Monarki telah lama menjadi simbol tradisi dan prestise, namun di abad ke-21, konsep raja dan ratu semakin berkembang. Kerajaan-kerajaan modern beradaptasi dengan perubahan zaman, memanfaatkan teknologi, keberagaman, dan transparansi agar tetap relevan di dunia saat ini.
Salah satu contoh raja modern adalah Raja Felipe VI dari Spanyol. Sejak naik takhta pada tahun 2014, Raja Felipe telah berupaya memodernisasi monarki Spanyol agar lebih mudah diakses dan transparan oleh publik. Dia juga memanfaatkan media sosial, menggunakan platform seperti Twitter untuk terhubung dengan subjeknya dan berbagi informasi terkini tentang aktivitasnya.
Demikian pula, Ratu Elizabeth II dari Inggris juga memanfaatkan teknologi agar tetap terhubung dengan rakyatnya.
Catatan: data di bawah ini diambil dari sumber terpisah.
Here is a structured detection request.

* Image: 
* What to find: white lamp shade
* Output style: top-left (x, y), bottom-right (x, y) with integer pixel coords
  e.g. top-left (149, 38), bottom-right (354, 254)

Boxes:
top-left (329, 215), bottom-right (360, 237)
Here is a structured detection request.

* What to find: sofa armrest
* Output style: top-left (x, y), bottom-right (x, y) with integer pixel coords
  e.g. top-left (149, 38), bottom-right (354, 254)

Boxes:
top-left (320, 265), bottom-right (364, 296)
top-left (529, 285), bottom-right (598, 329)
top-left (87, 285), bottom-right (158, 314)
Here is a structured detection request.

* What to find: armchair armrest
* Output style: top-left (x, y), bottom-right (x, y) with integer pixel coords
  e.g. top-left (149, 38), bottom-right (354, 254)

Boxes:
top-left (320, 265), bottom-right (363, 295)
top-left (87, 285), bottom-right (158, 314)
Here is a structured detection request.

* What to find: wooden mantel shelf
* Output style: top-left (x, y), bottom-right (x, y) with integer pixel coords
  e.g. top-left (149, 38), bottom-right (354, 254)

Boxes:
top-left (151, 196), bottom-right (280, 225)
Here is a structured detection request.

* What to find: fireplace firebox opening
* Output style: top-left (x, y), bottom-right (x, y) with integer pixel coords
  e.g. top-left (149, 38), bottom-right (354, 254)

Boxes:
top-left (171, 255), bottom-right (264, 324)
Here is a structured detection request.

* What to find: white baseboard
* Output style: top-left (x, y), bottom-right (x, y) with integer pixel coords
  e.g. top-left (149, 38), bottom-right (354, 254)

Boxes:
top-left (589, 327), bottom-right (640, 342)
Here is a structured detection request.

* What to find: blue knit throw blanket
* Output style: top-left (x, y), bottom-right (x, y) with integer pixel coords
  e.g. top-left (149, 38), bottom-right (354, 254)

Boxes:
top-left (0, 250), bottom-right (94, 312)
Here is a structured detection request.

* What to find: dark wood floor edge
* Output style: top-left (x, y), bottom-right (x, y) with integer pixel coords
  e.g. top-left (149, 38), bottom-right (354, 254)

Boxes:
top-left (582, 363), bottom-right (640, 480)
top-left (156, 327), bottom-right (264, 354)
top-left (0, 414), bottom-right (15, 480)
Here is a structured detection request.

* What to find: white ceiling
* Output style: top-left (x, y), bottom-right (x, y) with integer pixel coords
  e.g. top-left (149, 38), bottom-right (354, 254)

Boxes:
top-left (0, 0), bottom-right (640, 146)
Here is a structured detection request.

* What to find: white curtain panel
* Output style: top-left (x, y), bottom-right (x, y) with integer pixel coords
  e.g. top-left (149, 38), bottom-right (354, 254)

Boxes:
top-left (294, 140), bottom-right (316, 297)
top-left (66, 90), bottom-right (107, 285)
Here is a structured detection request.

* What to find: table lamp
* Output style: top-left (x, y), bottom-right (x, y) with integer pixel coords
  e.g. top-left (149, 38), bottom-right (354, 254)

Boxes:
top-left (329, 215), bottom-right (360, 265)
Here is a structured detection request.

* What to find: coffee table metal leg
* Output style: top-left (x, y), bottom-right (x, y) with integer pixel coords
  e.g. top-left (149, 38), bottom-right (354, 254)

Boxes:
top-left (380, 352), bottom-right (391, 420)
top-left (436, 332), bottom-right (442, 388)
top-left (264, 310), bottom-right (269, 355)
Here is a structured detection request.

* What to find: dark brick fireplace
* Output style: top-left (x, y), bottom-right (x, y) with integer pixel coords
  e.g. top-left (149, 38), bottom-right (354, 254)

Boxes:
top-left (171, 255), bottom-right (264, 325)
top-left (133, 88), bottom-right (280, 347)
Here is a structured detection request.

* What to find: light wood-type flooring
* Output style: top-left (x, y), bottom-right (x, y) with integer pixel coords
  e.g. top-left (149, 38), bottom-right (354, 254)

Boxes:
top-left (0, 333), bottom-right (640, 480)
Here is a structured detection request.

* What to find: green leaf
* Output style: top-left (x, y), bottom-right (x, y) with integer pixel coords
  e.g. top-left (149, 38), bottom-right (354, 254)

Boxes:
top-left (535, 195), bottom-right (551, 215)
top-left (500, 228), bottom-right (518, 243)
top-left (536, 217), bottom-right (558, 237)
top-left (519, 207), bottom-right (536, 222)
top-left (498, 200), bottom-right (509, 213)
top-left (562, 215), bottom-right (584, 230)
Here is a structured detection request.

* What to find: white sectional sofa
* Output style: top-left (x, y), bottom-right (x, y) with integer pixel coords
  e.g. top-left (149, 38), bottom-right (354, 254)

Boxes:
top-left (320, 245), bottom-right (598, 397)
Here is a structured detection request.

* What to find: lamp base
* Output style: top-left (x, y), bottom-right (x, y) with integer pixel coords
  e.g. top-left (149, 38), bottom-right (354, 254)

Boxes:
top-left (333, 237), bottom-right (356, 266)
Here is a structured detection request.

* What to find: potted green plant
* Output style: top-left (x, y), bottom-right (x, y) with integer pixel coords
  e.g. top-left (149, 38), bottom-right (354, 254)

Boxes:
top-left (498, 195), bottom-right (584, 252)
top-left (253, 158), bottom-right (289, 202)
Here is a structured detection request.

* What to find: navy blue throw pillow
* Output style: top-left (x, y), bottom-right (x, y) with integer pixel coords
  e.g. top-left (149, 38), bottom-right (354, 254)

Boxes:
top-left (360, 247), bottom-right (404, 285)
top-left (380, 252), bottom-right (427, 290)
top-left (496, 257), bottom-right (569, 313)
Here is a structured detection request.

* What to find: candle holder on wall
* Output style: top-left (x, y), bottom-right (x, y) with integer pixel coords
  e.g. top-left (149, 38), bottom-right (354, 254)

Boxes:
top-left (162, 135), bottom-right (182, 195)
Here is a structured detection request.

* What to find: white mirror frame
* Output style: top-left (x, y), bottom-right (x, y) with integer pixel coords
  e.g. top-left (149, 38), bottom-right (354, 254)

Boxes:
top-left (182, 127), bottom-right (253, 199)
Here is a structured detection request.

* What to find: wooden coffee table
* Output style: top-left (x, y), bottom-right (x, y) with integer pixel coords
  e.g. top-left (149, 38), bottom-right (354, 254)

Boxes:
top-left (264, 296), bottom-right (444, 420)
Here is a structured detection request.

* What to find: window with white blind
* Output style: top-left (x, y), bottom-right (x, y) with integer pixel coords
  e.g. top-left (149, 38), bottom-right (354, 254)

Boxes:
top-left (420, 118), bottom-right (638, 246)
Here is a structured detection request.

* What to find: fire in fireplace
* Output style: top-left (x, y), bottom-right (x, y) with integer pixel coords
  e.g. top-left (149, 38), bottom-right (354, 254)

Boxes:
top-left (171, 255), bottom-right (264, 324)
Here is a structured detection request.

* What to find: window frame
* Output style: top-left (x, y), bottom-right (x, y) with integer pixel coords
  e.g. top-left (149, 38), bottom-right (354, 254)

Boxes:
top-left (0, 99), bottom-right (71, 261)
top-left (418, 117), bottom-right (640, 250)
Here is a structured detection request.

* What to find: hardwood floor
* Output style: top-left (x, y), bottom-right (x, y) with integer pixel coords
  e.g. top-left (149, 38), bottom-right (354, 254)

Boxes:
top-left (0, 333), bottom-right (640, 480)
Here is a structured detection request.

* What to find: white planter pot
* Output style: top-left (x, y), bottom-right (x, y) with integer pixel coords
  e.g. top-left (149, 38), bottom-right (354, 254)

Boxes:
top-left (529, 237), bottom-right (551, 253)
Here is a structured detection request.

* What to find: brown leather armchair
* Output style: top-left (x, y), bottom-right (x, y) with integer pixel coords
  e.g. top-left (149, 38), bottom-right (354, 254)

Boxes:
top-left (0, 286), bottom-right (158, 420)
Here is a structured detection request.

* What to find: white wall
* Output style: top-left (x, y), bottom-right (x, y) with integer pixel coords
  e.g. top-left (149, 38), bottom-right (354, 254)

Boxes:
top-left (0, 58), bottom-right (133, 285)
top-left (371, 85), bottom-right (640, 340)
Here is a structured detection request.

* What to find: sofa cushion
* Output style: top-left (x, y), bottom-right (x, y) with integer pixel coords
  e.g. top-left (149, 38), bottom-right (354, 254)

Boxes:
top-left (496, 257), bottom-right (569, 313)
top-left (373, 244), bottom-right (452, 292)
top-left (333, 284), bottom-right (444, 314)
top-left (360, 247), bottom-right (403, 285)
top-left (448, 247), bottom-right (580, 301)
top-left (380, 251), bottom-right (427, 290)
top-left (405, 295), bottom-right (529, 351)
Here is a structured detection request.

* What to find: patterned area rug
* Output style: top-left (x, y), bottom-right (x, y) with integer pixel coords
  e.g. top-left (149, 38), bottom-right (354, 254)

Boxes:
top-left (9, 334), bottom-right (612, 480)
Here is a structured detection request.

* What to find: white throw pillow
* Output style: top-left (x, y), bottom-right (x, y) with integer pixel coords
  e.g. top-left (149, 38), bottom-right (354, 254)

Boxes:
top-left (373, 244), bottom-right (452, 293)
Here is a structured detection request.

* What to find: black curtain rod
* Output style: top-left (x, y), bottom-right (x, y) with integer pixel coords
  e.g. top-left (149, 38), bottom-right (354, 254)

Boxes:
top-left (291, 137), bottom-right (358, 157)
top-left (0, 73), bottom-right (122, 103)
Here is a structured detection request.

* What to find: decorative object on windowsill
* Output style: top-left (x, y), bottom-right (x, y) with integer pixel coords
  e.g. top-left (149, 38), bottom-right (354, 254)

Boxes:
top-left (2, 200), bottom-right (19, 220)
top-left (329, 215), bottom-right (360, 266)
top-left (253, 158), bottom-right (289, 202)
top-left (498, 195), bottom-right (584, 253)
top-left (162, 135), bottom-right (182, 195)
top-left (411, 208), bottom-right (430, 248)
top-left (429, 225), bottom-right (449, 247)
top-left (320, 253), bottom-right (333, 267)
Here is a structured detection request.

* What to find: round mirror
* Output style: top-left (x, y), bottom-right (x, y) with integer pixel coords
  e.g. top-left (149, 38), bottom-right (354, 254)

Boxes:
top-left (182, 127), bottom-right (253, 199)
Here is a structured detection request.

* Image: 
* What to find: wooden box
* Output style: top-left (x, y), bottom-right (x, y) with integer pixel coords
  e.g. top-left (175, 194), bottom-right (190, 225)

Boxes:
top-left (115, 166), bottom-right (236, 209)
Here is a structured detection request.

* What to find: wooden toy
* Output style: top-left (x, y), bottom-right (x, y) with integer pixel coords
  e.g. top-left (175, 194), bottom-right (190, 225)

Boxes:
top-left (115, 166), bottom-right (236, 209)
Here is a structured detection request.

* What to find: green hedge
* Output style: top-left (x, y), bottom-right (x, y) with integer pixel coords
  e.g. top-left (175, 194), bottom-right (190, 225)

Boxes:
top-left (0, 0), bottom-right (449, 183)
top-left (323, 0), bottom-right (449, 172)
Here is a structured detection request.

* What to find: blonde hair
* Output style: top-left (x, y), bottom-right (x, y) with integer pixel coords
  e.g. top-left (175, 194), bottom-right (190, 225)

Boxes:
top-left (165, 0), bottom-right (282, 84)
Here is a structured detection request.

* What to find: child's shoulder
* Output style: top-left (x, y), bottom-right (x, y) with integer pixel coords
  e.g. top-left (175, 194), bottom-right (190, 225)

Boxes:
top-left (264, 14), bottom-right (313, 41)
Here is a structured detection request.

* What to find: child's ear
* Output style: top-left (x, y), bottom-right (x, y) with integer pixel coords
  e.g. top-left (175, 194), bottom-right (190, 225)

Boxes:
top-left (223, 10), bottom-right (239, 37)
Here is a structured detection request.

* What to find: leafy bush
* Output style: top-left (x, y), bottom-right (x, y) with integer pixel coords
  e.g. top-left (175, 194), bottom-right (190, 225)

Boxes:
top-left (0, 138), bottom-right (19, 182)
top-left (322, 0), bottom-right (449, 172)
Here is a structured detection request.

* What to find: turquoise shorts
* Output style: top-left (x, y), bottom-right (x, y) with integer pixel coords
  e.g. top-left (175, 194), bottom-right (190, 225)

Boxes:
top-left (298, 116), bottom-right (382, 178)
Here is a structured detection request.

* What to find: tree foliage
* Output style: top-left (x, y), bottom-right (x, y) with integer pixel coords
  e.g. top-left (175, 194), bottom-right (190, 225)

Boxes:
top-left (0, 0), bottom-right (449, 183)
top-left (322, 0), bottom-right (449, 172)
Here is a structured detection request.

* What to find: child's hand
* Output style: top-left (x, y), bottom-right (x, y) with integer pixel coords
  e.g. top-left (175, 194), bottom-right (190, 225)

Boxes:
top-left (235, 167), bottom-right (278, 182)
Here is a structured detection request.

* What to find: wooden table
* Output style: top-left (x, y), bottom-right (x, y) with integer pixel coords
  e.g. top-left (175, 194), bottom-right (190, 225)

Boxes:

Sang Ratu memiliki saluran YouTube sendiri, tempat ia membagikan video pertunangan dan pidato resminya. Dia juga telah melakukan upaya untuk mendiversifikasi keluarga kerajaan, dengan menyambut Meghan Markle, seorang aktris birasial Amerika, ketika dia menikah dengan Pangeran Harry pada tahun 2018.
Selain merangkul teknologi dan keberagaman, raja-raja modern juga berfokus pada isu-isu sosial dan menggunakan platform mereka untuk mengadvokasi perubahan. Misalnya, Raja Willem-Alexander dari Belanda merupakan pendukung vokal keberlanjutan dan pelestarian lingkungan. Dia telah menggunakan posisinya untuk meningkatkan kesadaran tentang perubahan iklim dan mendorong rakyatnya untuk mengambil tindakan untuk melindungi planet ini.
Selain itu, raja-raja modern juga berupaya untuk lebih transparan dalam urusan mereka. Raja Felipe VI dari Spanyol, misalnya, telah melakukan upaya untuk meningkatkan transparansi dalam rumah tangga kerajaan Spanyol, dengan menerbitkan laporan tahunan mengenai keuangan dan aktivitas monarki. Transparansi ini membantu membangun kepercayaan masyarakat dan memastikan bahwa monarki tetap bertanggung jawab kepada rakyatnya.
Secara keseluruhan, konsep monarki berkembang di abad ke-21. Raja dan ratu modern beradaptasi terhadap perubahan zaman dengan memanfaatkan teknologi, keberagaman, dan transparansi. Dengan tetap relevan dan terlibat dengan rakyatnya, para raja ini memastikan bahwa institusi monarki tetap menjadi bagian penting dan dihormati dalam masyarakat.